En contrepoint à l'excellente critique qu'en fait Gregory Drake dans le Bifrost 78, Pierre Stolze nous propose son avis sur le dernier roman en date de Michel Houellebecq, Soumission. On se souviendra qu'entre Doc Stolze et les œuvres du terrible Michel règne le désamour — on se souvient du billet de notre ami sur La Carte et le Territoire, récompensé par le Goncourt en 2010.

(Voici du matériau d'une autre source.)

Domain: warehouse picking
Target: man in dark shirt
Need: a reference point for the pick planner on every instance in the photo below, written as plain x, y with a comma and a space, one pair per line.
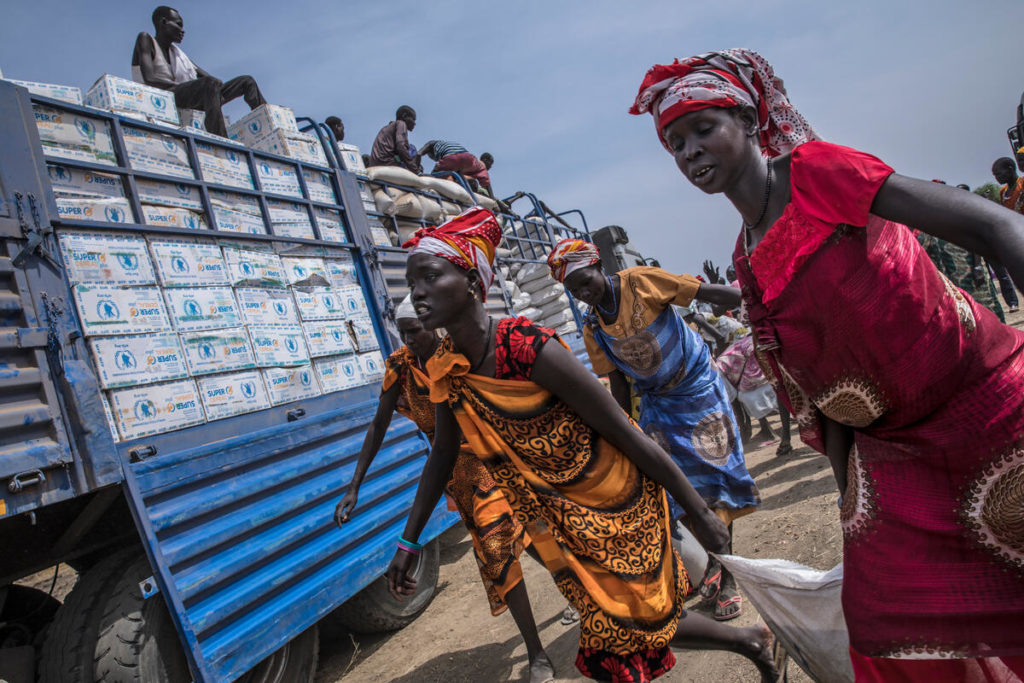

L’immense poète Joë Bousquet (1897-1950) écrivait à une jeune admiratrice (in Lettres à une Jeune Fille, Grasset, 2008) : « L’écrivain qui cherche à faire désespérer l’homme de lui-même est un médiocre et un salaud. Car l’homme naît dans le doute, il naît aveugle à ce qu’il est vraiment. Le confirmer dans ce doute, c’est facile et bête. La vraie tâche, c’est de lui faire sentir les ressources illimitées de l’humain. ».
Dans toute son oeuvre (?), Michel Houellebecq s’ingénie pour que son lecteur doute de lui-même. Houellebecq dénigre, rabaisse, salit sans cesse. Il fait dans le « facile et bête ». Dans la provocation systématique et imbécile. Soumission est bien le titre de son dernier roman, et non « Insoumission », encore moins « Indignez-vous ! ». Houellebecq crache sur les « ressources illimitées de l’humain ». Non qu’il n’y croit pas, mais elles ne l’intéressent pas pour faire son… intéressant. Le seul but recherché : « faire scandale, […] choquer le bourgeois » (p 279)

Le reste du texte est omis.